Bell's Lisfranc injury is not going to be a four-week injury and he's not going to be back this week. In fact, it's looking like he won't be back until next month, perhaps longer, according to Dejan Kovacevic. This shouldn't be unexpected. Bottom line: No player has come back as quickly as the Steelers were suggesting from this kind of injury.
While Bell has a Lisfranc injury, there's still some question about just how serious it is. There's a lot of bones and ligaments that can be involved. How many and the severity factor into how long a player is out and how well they come back, but those kind of specifics aren't available out here. Thinking of the Lisfranc as one injury is a bad way of looking at it, but it's the best we have. Understanding that helps us understand why there's such a broad range of return time frames.
I'm still concerned by this on the heels of Bell's collegiate workload. Yes, I'm a believer in the concept of the "Curse of 370" if not locked into any one number. Given this injury, I'm not entirely convinced it's a coincidence that Bell is having physical issues, though I'm not ready to say it's causation either.
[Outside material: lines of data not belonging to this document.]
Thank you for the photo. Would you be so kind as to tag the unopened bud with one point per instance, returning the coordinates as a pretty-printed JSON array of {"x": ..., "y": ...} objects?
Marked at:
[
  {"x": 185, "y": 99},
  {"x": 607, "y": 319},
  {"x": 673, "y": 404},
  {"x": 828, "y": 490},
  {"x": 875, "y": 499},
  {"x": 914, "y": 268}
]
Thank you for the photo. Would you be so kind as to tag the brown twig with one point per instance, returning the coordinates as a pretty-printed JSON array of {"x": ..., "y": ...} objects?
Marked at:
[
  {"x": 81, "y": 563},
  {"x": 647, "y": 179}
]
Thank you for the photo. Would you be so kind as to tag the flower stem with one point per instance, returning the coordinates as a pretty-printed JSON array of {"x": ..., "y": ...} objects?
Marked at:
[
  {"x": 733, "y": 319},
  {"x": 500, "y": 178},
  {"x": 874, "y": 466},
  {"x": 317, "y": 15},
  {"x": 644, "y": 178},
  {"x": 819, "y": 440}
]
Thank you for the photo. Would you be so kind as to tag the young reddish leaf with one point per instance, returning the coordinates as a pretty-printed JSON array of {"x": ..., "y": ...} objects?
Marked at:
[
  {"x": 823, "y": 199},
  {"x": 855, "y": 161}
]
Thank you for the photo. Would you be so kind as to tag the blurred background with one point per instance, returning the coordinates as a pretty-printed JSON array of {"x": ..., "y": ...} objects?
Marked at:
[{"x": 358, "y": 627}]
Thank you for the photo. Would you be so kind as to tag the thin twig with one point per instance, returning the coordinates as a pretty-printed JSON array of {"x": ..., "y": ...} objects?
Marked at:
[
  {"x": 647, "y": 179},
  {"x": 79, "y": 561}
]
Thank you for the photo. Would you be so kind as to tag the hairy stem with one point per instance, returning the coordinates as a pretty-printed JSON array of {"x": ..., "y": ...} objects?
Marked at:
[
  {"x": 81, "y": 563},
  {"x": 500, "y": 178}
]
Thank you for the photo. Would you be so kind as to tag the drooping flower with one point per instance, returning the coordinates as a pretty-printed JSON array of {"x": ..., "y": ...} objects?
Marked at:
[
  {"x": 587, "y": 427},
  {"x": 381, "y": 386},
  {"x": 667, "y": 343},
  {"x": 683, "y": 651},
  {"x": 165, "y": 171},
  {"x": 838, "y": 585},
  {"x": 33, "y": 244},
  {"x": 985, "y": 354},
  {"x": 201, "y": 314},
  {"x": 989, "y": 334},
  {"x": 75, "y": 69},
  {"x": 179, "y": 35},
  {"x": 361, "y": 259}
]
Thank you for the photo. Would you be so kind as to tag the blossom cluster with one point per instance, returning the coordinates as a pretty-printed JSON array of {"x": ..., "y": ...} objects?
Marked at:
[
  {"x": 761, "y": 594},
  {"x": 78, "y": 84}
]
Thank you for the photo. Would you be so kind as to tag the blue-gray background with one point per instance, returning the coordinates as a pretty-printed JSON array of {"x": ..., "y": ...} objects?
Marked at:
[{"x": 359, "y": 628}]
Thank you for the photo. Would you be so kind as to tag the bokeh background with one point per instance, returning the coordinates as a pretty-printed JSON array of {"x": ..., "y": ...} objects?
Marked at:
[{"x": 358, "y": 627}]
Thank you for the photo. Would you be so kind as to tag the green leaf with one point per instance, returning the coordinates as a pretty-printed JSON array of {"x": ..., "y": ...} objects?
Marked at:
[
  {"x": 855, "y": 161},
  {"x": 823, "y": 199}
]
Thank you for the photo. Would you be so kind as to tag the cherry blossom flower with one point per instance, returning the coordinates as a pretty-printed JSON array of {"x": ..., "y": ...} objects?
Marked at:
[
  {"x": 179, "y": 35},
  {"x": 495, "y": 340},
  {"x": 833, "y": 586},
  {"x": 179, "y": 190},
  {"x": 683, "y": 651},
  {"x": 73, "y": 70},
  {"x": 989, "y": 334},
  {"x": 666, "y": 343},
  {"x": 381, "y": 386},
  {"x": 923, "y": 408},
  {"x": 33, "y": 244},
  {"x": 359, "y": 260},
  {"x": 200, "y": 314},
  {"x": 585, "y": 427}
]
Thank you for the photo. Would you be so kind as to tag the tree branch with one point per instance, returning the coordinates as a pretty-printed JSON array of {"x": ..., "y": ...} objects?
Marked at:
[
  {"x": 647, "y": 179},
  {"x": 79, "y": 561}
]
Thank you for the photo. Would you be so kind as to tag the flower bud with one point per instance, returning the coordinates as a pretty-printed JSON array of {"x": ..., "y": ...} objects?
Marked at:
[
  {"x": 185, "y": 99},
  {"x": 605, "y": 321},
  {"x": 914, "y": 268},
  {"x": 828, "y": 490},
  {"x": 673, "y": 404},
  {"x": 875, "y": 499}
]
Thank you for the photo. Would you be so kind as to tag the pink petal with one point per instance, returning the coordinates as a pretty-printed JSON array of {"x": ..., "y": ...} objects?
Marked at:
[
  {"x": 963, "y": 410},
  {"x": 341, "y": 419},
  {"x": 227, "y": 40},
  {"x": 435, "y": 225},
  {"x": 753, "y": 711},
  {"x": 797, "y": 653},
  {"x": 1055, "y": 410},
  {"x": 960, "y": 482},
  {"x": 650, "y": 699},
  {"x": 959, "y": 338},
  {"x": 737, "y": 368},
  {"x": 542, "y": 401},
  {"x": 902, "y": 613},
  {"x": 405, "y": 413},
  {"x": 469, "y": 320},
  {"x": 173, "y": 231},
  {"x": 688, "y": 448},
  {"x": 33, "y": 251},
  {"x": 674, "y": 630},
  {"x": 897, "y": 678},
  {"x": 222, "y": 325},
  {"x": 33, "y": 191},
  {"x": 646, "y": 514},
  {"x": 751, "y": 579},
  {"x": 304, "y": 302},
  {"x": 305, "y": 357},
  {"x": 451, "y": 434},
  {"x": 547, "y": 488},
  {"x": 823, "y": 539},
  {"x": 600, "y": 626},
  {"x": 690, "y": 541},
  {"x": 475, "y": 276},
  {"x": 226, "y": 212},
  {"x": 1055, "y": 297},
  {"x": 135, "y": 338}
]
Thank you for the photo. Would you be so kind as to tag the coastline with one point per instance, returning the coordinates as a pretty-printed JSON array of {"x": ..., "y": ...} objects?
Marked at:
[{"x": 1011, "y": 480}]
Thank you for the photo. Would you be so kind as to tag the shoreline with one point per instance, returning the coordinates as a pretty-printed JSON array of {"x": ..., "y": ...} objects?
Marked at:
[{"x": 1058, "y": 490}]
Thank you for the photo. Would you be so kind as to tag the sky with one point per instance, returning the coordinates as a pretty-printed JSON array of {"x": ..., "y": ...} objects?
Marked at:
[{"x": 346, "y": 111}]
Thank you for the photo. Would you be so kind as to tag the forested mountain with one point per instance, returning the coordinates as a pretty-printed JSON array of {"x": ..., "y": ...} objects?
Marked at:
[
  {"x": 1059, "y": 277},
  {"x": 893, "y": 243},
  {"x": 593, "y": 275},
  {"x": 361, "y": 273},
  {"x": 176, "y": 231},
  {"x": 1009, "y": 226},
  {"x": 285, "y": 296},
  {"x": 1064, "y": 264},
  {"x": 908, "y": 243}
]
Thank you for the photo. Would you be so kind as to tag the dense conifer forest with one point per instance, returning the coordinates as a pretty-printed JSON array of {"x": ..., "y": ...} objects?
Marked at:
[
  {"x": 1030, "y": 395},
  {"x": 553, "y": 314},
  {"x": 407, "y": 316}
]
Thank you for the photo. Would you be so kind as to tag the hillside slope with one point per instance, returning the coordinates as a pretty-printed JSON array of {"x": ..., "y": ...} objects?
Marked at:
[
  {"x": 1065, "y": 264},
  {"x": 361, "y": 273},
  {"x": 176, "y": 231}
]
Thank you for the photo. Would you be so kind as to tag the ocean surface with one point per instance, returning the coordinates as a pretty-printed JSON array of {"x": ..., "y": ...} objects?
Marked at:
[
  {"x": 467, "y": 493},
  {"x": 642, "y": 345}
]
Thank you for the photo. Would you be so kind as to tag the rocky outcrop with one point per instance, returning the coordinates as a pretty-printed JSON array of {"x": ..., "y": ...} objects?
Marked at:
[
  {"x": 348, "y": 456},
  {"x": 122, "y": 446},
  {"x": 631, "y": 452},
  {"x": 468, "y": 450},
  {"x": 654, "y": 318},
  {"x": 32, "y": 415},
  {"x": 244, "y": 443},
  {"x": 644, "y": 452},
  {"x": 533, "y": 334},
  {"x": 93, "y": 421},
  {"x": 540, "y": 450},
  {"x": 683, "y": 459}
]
Jamaal Charles: Charles has a thigh bruise, but it doesn't appear to be anything significant. A little ice and a week of healing should have him near normal in function and usage.
Daryl Richardson: Across Missouri, the Rams RB1 is dealing with a bit of a foot issue. The Rams medical staff could be seen checking it at one point during the game and now Richardson missed practice on Wednesday. I'll be keeping an eye on whether he's going to be ready to go Sunday or if the returning Isaiah Pead will take some of the touches.
Wes Welker: Welker missed practice on Wednesday, along with Eric Decker. The Broncos aren't going to wear down their WRs this early in the season, so expect them to often be held out to buy them some rest and healing time when there's even minor issues, like Welker's ankle. Welker should play normally this week.
Jermichael Finley: Finley went to Minnesota for treatment on a toe injury. Finley was stepped on, a mechanism that leaves open several possibilities including turf toe. That wouldn't be the usual way of getting the painful injury, but it's definitely a concern for the Packers. Watch to see how Finley practices on Friday for early signs he will be limited against Washington.
Mark Sanchez: Sanchez visited Dr. James Andrews and got confirmation on his shoulder injury. He has a torn labrum (a SLAP tear, to be specific), but at this stage, has decided to rehab it instead of undergoing surgery. The Jets will assist him for the next few weeks, meaning he will be inactive at the very least. The Jets haven't yet moved towards the IR or IR-R, but it's very possible. Sanchez may yet need surgery to repair it, as this tear is unlikely to heal without it. On a fantasy level, it's time to dump him in that one percent of leagues where he's owned.
Owen Daniels: Daniels had a big game for the Texans in their comeback, single-handedly killing one of my fantasy teams. I'm not bitter. He did take a beating, coming out with a mild groin strain and a sore back. He should be fine by Sunday, though watch to make sure he ups his practice activity by Friday.